Il y a quelques temps, j’ai été traité de « normalien noir » par un écrivain français que d’aucuns respectent, paraît-il, alors qu’il a traité les Martiniquais d’ « assistés ». Césaire aussi était un « normalien noir ». Eh bien moi, « normalien noir » de la promotion 1974 de la rue d’Ulm – premier Guadeloupéen à entrer dans cette école - moi qui ai passé trois ans de ma vie sur les bancs du lycée Louis-le-Grand sur les pas d’Aimé Césaire, avant de passer quatre autres années à l’Ecole normale, toujours sur les traces de mon aîné, je revendique ce titre de « normalien noir», je revendique aujourd’hui ma négritude de « normalien noir » pour demander, au nom de tous les « normaliens noirs » qui ne sont, hélas, pas bien nombreux, et au nom de tous les normaliens « blancs », « jaunes » et « verts » dont aucun n’a jamais été panthéonisé depuis la création de l’Ecole en 1794 (année de l’abolition de l’esclavage) ; au nom d’Evariste Gallois, de Jean Jaurès, d’Henri Bergson, de Romain Rolland, de Léon Blum ; au nom de Charles Péguy, au nom aussi des normaliens des promotions 1914-1918, tombés pour la France ; au nom de Simone Weil, de Jean Cavaillès, de Marc Bloch, de Pierre Brossolette ; au nom de Maurice Genevoix, au nom de Jean Guéhenno, au nom de Jean Guitton, au nom de Jean-Paul Sartre, de Paul Nizan, de Michel Foucault, de Vladimir Jankélévitch ; au nom de mes maîtres Jean-Toussaint Desanti et Pierre Boutang, qui furent camarades de promotion de Césaire, au nom de Julien Gracq, de Maurice Clavel ; au nom de mon ami Alain Peyrefitte, au nom de Georges Pompidou, qui, lui, n’aurait pas hésité une seconde, je demande l’entrée de mon camarade Césaire, comme moi « normalien noir », au Panthéon de la République française le 10 mai 2008. L'idée que le premier normalien a entrer au Panthéon après Jaurès soit justement un "normalien noir" me paraît plutôt séduisante.
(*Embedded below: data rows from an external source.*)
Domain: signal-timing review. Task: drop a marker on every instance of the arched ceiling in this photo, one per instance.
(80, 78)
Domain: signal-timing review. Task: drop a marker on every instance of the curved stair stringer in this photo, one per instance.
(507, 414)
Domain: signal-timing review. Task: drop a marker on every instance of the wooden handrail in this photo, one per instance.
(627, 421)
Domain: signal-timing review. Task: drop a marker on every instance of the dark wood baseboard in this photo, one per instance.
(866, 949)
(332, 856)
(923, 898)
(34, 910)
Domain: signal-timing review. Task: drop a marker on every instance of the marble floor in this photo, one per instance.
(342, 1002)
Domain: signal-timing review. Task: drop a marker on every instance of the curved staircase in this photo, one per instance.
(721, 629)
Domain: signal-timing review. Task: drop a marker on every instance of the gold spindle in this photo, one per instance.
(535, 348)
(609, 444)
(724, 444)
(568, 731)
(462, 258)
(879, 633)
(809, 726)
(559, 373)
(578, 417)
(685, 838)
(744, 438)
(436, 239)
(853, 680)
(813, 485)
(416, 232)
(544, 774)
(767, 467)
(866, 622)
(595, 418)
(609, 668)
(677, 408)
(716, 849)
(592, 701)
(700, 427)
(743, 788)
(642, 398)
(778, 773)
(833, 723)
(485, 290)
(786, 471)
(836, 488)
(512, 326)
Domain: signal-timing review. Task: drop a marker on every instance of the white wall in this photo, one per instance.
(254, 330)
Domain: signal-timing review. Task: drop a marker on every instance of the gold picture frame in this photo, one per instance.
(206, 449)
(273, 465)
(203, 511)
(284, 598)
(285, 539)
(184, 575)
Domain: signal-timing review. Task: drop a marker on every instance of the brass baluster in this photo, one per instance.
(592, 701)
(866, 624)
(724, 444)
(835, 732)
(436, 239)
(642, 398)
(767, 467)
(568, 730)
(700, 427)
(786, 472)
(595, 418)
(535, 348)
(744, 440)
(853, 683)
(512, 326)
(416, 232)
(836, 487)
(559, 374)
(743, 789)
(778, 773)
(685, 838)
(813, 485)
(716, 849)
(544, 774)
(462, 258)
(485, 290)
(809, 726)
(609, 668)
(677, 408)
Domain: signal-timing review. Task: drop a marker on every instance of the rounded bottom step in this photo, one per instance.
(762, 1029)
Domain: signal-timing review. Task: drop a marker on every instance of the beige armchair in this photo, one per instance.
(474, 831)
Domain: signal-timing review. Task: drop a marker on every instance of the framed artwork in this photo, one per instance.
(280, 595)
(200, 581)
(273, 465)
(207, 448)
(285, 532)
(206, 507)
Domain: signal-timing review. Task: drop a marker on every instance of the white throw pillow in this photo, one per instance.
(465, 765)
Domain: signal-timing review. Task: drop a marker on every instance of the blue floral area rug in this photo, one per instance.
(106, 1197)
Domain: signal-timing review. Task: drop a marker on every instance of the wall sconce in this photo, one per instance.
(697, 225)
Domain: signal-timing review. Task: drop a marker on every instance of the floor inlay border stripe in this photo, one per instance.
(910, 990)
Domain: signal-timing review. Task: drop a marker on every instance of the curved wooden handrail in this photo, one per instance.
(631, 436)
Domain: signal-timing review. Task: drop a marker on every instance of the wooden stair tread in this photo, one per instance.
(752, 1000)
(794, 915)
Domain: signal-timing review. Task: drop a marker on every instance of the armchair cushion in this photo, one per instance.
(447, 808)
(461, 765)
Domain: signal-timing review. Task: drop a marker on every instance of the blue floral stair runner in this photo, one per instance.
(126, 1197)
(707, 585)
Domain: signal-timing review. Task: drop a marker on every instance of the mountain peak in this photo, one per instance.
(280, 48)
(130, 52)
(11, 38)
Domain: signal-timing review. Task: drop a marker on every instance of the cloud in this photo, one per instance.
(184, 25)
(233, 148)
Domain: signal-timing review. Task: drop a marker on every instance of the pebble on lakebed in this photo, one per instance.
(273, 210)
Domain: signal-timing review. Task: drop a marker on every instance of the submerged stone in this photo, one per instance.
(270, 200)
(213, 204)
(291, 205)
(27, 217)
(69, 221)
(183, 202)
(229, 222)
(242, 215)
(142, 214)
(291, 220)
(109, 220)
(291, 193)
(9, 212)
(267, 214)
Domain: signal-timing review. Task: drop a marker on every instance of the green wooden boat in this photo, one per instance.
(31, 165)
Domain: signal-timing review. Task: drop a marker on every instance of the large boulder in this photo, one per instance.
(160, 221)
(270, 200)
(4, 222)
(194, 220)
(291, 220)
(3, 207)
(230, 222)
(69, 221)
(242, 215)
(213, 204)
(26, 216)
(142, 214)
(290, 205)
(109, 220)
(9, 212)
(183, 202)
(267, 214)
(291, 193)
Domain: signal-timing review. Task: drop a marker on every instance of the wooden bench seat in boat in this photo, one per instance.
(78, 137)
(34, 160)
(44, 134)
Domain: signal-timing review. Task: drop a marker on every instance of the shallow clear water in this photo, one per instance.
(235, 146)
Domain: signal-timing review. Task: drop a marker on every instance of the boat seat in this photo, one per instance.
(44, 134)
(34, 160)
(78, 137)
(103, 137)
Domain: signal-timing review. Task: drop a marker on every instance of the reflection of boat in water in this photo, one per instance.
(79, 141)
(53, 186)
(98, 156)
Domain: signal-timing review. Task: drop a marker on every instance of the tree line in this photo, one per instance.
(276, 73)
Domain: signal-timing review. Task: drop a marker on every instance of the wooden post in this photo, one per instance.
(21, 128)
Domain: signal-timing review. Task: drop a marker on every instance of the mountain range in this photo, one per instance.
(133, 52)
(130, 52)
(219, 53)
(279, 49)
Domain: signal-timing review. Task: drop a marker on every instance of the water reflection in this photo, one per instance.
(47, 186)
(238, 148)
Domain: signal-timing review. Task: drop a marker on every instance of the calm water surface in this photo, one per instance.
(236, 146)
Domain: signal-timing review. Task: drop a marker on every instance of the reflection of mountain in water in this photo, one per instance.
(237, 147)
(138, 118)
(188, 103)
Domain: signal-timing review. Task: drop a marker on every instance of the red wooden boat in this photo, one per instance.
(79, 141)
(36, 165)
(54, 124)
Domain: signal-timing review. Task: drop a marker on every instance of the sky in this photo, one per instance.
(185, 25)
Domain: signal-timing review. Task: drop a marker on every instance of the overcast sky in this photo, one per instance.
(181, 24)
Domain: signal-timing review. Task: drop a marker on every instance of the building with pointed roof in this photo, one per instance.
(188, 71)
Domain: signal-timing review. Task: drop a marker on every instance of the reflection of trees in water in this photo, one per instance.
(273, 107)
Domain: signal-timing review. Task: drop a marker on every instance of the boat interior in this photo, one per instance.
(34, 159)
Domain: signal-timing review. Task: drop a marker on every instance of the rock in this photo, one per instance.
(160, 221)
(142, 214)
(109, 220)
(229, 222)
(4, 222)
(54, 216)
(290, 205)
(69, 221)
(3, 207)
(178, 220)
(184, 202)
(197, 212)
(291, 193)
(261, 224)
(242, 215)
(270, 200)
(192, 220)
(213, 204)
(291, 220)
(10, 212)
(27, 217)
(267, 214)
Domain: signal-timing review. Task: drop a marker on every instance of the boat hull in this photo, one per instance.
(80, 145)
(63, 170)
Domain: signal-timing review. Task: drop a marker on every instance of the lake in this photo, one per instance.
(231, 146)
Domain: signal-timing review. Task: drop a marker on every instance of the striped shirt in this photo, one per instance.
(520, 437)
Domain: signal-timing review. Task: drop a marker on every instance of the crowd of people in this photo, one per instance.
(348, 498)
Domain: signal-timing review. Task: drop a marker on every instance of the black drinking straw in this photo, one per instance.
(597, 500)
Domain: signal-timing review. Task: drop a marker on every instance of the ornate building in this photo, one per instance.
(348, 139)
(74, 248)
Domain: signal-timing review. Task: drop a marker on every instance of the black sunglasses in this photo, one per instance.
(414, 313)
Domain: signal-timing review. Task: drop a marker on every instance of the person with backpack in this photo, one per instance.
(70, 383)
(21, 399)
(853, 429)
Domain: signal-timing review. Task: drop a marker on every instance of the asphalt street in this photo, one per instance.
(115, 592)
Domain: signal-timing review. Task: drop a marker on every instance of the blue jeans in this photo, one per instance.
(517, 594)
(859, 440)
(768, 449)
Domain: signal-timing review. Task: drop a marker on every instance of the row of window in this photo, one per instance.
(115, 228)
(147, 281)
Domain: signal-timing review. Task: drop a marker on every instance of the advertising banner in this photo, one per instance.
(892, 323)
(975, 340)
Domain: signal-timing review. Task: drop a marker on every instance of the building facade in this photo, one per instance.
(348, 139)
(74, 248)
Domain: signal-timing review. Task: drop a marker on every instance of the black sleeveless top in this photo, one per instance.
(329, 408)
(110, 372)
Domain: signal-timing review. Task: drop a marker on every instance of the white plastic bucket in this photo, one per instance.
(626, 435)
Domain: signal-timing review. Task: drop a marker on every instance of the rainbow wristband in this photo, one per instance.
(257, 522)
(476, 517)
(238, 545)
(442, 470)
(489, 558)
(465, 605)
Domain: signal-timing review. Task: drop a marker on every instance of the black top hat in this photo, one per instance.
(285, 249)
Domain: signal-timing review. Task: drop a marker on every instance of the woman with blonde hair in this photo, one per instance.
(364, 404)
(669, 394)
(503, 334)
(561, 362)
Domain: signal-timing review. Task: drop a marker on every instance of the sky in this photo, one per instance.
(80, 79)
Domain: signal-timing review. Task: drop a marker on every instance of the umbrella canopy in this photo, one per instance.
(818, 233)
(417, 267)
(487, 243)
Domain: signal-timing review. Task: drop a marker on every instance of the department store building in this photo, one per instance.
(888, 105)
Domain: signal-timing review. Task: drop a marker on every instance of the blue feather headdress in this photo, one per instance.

Bref, Césaire ou Finkielkraut, maintenant, il faut choisir ! Et si Césaire n'a pas droit au Panthéon, alors exhumons vite Félix Eboué de cette nécropole interdite à la diversité, pour le renvoyer chez lui, chez les nègres, au soleil, en Guyane, là où il doit avoir, comme Césaire, ses "racines" !
jeudi 17 avril 2008
Par Claude Ribbe, jeudi 17 avril 2008 à 17:46 :: General
C’est avec beaucoup de tristesse que j’apprends aujourd’hui la mort d’Aimé Césaire qui avait déjà été annoncée par anticipation samedi 12 avril. A cette (fausse) nouvelle, j’avais immédiatement demandé - d’une manière involontairement prématurée, ce que certains mauvais esprits n'ont pas manqué de me reprocher - au président de la République d’ouvrir, le 10 mai prochain, les portes du Panthéon à l’auteur du Discours sur le Colonialisme après des funérailles nationales. Je me réjouis que mon idée ait été reprise aujourd’hui par des élus de sensibilités différentes tels que Ségolène Royal ou Jean-Christophe Lagarde. Au-delà de ces deux personnalités, c’est toute la classe politique qui devrait appuyer cette demande et, au-delà de la classe politique, tous les Français. Une pétition pour que Césaire entre au Panthéon le 10 mai 2008 a été mise en ligne dès le 12 avril et je vous invite à la signer dès à présent en cliquant ci-dessous :
signer la pétition "Césaire au Panthéon"
J’invite aussi les Français de toutes couleurs à se rassembler à Paris ce même samedi 10 mai à 14 heures place de la République pour donner à la marche déjà prévue à l’appel de mon ami Claudy Siar le sens d’un grand hommage populaire à Aimé Césaire.
Le texte de la Pétition :
Monsieur le Président de la République,
Césaire est mort. Mais son œuvre est indestructible. Voici tantôt deux ans, Monsieur le Président de la République, vous avez tenu à rencontrer Aimé Césaire et il vous a offert, je crois, son Discours sur le colonialisme.
Un texte fondamental, vous en conviendrez, puisque vous l’avez lu. Fondamental et scandaleux, vous en conviendrez également. Mais quels sont les grands auteurs qui n’ont pas produit au moins un texte scandaleux ? Quels sont les politiques qui n’ont pas commis au moins une bévue ?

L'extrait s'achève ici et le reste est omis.